Alors que des habitants de plusieurs régions du Ghana se plaignent de coupures récurrentes d’électricité, les autorités affirment qu’aucun rationnement n’est en cours. Le ministre de l’Énergie, John Jinapor, a tenu à dissiper les inquiétudes, assurant que le pays dispose d’une capacité de production suffisante pour répondre à la demande actuelle.
À l’issue d’une réunion avec les agences clés du secteur énergétique, le 30 janvier 2026, le ministre a insisté sur le fait que le Ghana « n’a pas connu de délestage organisé depuis plus de dix mois » et qu’aucun déficit de production n’a été enregistré. Dans une publication sur Facebook, il a expliqué que les perturbations observées, notamment à Accra et Kumasi, sont liées à des difficultés opérationnelles au niveau de la distribution. Il a demandé aux opérateurs concernés de présenter une feuille de route détaillée pour résoudre ces dysfonctionnements dans les plus brefs délais.
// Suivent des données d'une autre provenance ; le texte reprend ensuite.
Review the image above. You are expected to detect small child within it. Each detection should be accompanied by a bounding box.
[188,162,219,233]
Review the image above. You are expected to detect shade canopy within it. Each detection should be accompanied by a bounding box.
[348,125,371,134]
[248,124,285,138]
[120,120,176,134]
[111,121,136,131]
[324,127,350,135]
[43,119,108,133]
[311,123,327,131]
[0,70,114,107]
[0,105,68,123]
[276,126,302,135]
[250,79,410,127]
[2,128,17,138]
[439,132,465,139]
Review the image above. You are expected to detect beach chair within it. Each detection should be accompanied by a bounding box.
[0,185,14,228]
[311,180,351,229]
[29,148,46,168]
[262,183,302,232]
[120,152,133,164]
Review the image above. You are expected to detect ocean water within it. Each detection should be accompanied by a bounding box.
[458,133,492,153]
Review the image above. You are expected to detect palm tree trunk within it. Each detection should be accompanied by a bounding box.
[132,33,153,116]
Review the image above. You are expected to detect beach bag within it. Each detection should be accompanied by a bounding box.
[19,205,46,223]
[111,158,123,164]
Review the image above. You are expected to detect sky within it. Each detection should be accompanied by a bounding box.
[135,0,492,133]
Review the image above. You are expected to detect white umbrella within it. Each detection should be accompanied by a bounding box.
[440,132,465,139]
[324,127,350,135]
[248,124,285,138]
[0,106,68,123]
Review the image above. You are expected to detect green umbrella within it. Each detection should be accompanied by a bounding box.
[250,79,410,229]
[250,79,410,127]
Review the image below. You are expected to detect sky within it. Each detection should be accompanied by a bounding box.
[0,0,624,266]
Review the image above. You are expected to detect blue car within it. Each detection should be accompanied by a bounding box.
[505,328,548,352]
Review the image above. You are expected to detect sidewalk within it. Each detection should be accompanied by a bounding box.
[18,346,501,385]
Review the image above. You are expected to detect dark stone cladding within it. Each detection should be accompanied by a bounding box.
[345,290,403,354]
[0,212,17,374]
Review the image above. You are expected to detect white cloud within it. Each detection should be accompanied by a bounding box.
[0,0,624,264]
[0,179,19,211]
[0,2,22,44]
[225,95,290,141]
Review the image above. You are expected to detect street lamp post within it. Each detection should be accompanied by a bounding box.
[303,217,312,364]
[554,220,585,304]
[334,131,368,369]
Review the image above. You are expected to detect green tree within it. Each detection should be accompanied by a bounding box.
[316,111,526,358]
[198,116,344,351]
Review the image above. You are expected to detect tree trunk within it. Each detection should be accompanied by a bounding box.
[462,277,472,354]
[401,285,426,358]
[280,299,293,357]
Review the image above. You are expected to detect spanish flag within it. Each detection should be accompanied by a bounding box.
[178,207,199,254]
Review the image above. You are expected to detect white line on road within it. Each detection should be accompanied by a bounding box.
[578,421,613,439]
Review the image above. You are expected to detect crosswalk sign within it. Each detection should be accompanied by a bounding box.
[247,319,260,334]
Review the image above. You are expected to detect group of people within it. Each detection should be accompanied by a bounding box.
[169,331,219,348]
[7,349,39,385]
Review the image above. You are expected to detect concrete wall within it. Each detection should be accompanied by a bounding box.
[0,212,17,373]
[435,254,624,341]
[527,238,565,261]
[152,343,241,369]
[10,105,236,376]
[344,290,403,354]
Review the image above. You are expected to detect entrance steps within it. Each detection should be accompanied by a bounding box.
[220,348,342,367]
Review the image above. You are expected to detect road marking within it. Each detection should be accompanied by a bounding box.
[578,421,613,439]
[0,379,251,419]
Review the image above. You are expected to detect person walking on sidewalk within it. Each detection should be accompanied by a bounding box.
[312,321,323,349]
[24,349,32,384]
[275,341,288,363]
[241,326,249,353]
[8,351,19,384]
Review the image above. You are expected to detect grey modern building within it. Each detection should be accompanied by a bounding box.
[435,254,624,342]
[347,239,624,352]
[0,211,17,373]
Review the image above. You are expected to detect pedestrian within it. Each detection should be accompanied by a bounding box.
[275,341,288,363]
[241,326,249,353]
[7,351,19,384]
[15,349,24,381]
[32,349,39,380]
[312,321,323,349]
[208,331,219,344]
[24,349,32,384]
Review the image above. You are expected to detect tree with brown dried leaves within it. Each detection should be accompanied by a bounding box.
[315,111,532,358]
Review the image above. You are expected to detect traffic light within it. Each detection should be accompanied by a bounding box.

Ces précisions interviennent dans un contexte où le secteur électrique ghanéen fait l’objet d’importantes réformes. En janvier 2026, le gouvernement a annoncé la mobilisation de 1,47 milliard de dollars pour régler les arriérés accumulés auprès des producteurs indépendants d’électricité et des fournisseurs de combustibles, qui fragilisaient l’équilibre financier du système. L’objectif est de restaurer la confiance des investisseurs et de stabiliser le secteur.
Parallèlement, les autorités entendent réduire significativement les coûts de production. En novembre 2025, la presse locale rapportait que le gouvernement vise une baisse d’environ 75 % grâce à un recours accru au gaz naturel, moins coûteux que les combustibles importés traditionnellement utilisés par les centrales thermiques. La stratégie repose sur une meilleure valorisation des ressources gazières domestiques pour soutenir une production plus compétitive.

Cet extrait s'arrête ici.